Question

The enthalpy change, for the transition of liquid water to steam, $\Delta {H_{vapour}}$ is 40.8 KJ \[mo{l^{ - 1}}\] at 373 K. calculate the entropy change for the process.

Answer 1

Hint: Since the enthalpy change, for the transition of liquid water to steam is given in the question
( $\Delta {H_{vapour}}$ is 40.8 KJ \[mo{l^{ - 1}}\] ), and we know that the entropy change for the vaporization of water is given by the equation, $\Delta {S_{vapour}} = \dfrac{{\Delta {H_{vapour}}}}{{{T_{vapour}}}}$. So, by putting the value of enthalpy change and temperature (373 K), we can calculate the value of entropy change for the process

Complete step by step answer:
We know that the entropy of vaporization is the increase in the entropy when liquid is vaporised.
The transition that we are considering here is,
 ${H_2}O(l) \to {H_2}O(g)$
Given in the question,
Enthalpy change, $\Delta {H_{vapour}} = 40.8KJmo{l^{ - 1}}$
Temperature, \[T = 373K\]
We know that,
The entropy change for the vaporization of water is given by,
 $\Delta {S_{vapour}} = \dfrac{{\Delta {H_{vapour}}}}{{{T_{vapour}}}}$
Putting the values in the above equation, we get
 $\Delta {S_{vapour}}40.8 \times 1000\dfrac{{Jmo{l^{ - 1}}}}{{373K}}$

 $ \Rightarrow \Delta {S_{vapour}} = 109.38\,J{K^{ - 1}}mo{l^{ - 1}}$

So, the entropy change $(\Delta {S_{vapour}})$ for the process is 109. 38 $J{K^{ - 1}}mo{l^{ - 1}}$

Note: Whenever we are vaporising water at 373 K, we add heat, while temperature remains constant.

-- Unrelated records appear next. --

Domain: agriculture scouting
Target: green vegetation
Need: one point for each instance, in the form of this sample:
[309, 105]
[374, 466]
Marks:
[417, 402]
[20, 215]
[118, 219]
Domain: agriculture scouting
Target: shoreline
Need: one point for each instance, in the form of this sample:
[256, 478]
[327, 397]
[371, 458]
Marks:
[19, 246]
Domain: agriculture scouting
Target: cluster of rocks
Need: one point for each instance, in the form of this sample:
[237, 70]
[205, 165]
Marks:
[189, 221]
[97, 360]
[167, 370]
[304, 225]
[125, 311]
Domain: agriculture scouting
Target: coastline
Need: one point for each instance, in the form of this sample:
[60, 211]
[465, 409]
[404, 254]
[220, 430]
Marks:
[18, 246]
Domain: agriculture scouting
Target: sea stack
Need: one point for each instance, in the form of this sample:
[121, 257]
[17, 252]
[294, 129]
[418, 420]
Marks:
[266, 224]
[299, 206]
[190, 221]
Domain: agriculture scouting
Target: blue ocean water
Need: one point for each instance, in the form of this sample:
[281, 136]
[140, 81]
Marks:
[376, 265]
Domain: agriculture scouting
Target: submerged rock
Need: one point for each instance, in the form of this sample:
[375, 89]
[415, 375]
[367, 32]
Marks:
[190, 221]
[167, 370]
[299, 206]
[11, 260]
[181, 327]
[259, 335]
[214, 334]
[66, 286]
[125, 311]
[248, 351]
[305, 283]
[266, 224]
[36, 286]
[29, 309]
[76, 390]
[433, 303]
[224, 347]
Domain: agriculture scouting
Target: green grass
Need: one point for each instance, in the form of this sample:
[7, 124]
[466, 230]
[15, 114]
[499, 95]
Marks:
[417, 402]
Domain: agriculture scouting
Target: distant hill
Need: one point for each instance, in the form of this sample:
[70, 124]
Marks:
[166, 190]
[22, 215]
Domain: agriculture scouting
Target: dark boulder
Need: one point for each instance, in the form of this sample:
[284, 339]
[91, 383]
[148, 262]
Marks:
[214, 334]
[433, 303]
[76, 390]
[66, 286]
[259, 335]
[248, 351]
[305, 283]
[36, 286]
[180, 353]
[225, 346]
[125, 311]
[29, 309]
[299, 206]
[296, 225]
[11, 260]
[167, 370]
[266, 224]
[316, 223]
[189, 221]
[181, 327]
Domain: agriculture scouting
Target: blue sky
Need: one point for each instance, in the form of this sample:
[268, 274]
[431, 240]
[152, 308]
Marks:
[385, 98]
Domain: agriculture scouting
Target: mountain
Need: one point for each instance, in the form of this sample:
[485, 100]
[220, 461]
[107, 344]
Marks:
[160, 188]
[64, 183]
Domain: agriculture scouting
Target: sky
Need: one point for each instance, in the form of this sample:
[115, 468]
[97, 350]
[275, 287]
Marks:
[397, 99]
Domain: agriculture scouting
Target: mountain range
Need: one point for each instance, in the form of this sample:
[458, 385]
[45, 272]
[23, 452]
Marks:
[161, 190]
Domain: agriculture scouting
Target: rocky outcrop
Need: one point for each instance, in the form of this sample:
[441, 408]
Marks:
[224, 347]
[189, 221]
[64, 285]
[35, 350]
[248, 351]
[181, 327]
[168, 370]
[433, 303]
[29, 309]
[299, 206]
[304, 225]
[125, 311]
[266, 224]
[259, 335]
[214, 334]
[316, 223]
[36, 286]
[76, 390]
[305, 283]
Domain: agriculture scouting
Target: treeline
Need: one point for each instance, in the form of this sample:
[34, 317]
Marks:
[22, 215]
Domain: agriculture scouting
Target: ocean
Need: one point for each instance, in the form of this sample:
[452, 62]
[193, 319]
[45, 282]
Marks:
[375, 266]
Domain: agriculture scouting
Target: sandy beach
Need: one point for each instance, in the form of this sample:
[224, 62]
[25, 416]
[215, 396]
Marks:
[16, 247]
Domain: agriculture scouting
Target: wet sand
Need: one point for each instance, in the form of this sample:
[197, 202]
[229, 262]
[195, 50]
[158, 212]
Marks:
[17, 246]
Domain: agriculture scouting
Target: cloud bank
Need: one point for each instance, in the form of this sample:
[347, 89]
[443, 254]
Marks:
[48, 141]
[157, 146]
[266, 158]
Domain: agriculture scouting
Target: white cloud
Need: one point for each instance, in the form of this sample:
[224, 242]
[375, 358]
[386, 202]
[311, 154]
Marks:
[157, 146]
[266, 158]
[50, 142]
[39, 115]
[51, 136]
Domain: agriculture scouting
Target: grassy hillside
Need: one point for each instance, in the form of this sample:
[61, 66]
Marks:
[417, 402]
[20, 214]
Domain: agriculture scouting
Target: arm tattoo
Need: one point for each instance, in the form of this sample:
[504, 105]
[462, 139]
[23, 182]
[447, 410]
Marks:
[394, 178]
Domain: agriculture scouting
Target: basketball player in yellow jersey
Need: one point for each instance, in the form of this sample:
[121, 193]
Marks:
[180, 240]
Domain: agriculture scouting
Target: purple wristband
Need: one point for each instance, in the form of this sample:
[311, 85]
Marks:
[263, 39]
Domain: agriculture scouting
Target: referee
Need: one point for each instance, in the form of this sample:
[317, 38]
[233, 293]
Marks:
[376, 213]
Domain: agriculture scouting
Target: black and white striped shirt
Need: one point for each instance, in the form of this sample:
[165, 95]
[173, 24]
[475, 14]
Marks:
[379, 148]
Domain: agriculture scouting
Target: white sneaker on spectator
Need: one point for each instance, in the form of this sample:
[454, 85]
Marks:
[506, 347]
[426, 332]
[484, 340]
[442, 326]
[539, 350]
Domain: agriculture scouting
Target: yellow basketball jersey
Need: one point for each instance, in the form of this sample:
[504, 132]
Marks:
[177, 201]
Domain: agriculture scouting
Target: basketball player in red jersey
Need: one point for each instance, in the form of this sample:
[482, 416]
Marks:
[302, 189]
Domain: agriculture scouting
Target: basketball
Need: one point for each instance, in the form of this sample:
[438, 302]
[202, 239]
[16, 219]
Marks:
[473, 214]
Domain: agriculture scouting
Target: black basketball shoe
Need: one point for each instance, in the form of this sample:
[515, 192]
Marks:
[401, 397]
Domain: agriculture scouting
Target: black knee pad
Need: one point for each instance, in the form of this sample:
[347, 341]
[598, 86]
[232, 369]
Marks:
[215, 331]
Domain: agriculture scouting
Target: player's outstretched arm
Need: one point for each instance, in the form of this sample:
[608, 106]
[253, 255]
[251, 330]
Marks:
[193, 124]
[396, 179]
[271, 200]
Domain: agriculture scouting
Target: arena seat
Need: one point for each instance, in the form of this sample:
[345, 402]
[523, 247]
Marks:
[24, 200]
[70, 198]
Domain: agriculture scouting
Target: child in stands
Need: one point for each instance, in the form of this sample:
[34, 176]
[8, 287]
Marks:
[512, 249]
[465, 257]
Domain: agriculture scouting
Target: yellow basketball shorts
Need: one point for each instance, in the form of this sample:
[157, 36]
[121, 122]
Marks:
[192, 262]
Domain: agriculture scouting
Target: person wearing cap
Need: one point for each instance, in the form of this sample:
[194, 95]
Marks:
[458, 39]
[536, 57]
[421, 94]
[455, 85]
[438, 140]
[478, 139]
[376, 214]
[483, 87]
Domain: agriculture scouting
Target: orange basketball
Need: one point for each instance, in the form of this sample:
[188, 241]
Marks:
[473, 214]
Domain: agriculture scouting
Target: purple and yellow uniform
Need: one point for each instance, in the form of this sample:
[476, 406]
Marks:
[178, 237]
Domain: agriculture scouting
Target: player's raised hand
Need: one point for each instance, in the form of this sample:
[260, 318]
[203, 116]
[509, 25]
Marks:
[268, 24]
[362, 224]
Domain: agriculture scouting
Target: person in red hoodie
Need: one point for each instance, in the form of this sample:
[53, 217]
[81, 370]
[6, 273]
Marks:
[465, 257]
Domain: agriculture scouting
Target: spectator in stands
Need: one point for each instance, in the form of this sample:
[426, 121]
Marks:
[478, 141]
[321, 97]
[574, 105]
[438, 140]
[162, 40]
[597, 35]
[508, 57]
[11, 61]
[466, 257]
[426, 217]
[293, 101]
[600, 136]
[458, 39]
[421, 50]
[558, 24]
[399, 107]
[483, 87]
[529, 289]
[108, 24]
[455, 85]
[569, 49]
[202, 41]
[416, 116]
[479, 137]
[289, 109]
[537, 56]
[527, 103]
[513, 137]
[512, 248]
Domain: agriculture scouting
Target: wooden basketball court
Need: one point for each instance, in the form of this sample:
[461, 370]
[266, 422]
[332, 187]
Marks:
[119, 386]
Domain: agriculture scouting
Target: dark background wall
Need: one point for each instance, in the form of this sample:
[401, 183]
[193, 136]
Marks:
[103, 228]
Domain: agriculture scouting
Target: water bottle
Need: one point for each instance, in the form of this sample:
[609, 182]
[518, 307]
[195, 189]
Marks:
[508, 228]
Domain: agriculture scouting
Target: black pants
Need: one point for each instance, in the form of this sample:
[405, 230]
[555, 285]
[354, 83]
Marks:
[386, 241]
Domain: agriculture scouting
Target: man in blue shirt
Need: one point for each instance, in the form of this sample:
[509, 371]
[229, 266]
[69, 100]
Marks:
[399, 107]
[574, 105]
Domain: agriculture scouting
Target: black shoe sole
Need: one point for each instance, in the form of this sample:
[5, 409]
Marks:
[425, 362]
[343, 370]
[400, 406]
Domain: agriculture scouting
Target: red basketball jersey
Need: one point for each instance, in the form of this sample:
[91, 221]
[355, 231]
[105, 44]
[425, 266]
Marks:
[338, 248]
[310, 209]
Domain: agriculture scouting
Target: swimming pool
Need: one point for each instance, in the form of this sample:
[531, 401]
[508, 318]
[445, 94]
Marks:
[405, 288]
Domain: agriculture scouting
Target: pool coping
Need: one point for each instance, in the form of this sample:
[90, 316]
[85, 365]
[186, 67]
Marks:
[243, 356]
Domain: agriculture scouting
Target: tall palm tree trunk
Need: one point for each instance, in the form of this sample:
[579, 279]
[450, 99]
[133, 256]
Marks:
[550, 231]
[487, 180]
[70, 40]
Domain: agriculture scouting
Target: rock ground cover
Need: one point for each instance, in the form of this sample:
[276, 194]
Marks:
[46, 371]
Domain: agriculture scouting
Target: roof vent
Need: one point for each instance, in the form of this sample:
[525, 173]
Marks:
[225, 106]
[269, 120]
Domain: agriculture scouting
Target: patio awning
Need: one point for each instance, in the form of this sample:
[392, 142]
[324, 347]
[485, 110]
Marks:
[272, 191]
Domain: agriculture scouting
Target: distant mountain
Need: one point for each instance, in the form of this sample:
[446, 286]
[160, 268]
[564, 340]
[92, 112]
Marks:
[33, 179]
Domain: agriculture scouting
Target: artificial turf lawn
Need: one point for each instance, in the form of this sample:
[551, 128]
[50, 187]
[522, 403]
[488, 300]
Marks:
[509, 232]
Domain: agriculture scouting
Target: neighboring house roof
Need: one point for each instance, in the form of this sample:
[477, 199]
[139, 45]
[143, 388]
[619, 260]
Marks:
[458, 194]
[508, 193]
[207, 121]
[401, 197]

But both enthalpy and entropy will increase. During vaporization the randomness of the system increases, so the change in entropy will always have a positive value and cannot be zero since the degree of disorder increases in the transition from a liquid in a relatively small volume to a vapour or gas occupying a much larger space. Change in temperature, change in volume and change in phase will lead to change in entropy.